Welche extremistischen Positionen sind im Aufruf zur Wahl gemeint, und gegen welche wollen wir uns wehren? Sind Demokratiefeinde und AfD-Anhänger ebenso gemeint wie Corona-Skeptiker oder Kritiker des zunehmenden Zuzugs von Flüchtlingen? Oder Menschen, die die Klimaneutralitätspolitik infrage stellen, die keine Genderneutralität wollen oder am Ende gar für Trump sind und den Ukrainekrieg durch Friedensverhandlungen, koste es, was es wolle, beenden wollen?

Für mich ist diese Frage nicht beantwortet – aber genau dazu muss die Kirche Stellung beziehen. Wer darf bei uns in der Kirche sein Wort erheben?

Der Aufruf zur Wahl spielt in einer an sich heilen Welt, die man vor Extremisten schützen müsse. Die Menschen im Land spüren, dass die vermeintlich guten, alten Zeiten, die heile Welt, vorbei sind, und haben Sorgen vor den Extremisten, der Auflösung der Rechtsstaatlichkeit, aber auch Sorgen ums Land, die Kirche, den Zusammenhalt in der Gesellschaft ganz allgemein. Die Bürger wollen gehört werden, sie möchten mit oben genannten Meinungen nicht in eine extreme Ecke gestellt werden und vor allem nicht auch noch belehrt werden, was sie zu tun und zu lassen haben.

Gerade die Kirche, aber auch Medien und die Politik haben meines Erachtens nicht verstanden, auf welchem gesellschaftlichen Pulverfass wir aktuell sitzen. Deutlich wird mir das bei dem Aufruf unseres Landesbischofs zur Auseinandersetzung: Hier wird von "Wirtschaftswandel" gesprochen, so wie man von Klimawandel spricht!

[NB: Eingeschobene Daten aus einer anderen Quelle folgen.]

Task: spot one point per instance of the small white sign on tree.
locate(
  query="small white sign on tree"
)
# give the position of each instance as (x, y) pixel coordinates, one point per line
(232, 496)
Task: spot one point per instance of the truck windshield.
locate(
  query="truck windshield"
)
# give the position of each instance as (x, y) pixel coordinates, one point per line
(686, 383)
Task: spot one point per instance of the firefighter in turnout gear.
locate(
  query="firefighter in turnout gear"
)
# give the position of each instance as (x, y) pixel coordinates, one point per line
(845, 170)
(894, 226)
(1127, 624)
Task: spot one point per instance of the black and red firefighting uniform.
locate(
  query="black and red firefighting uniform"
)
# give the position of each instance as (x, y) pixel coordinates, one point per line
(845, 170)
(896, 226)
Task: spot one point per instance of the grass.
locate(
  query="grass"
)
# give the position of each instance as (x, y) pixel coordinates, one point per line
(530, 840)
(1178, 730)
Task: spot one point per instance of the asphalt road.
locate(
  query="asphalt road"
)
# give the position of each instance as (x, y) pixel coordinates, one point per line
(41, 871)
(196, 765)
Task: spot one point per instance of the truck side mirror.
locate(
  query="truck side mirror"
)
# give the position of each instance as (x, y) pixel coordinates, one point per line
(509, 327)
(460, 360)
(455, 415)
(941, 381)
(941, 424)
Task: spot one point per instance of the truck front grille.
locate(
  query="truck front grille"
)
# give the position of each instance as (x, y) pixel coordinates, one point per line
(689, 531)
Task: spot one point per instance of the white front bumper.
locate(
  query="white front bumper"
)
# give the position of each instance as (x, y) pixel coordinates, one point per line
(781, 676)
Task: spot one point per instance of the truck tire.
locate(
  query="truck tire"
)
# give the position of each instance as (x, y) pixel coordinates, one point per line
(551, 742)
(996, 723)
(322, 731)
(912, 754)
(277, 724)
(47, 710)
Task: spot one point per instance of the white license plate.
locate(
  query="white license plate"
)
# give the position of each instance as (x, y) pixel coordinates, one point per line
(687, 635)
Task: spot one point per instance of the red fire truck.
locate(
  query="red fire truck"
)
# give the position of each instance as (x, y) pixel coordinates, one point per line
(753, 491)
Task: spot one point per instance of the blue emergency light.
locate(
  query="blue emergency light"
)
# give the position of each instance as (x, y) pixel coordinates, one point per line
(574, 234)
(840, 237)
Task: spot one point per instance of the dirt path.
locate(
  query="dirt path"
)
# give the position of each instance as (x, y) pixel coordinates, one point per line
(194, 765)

Dahinter steckt die Ansicht, dass unser Wohlstand als selbstverständlich angenommen wird und die Wirtschaft nicht in einer strukturellen Krise, sondern eben in einem Wandel feststeckt, der mit ein bisschen Unterhaken zu beheben ist. Dem ist aber leider nicht so. Es scheint viele Lenker dieses Landes wenig zu interessieren, wie unser Wohlstand erwirtschaftet und wie Werte entlang von Lieferketten wirklich global geschaffen werden. Unsere Industrie verabschiedet sich gerade in Rekordschnelle aus Deutschland; dagegen feiern die deutschen Verwaltungseinrichtungen personelle Rekordzuwächse, und alle wundern sich über den Bürokratieaufbau.

Die Konsequenzen dieses Wandels der Wirtschaft, des stufenweisen Abbaus der Industrie, einer der größten Bruttoinlandsproduktbringer Deutschlands (und globales Aushängeschild), und die Lähmung durch Verwaltung, Regulierung aus Brüssel und Berlin, wird noch nicht ansatzweise verstanden. DIE Wirtschaft gibt es nicht mehr, viele DAX-Konzerne verdienen ihr Geld im Ausland; Aktienkurse steigen auf Rekordniveau, während der Mittelstand, das Handwerk, die die Wirtschaft unseres Landes stark gemacht haben, im Regen stehen bleiben. Die Kosten für Energie bleiben hoch, die Wettbewerbsfähigkeit ganzer stolzer Wirtschaftszweige in Deutschland ist gesunken. Durch Kostensteigerungen, Krankheitsausfälle und Fachkräftemangel sinkt die Produktivität, dagegen steigen Bürokratie, Sozialabgaben und Steuerlast und gefährden die Wettbewerbsfähigkeit.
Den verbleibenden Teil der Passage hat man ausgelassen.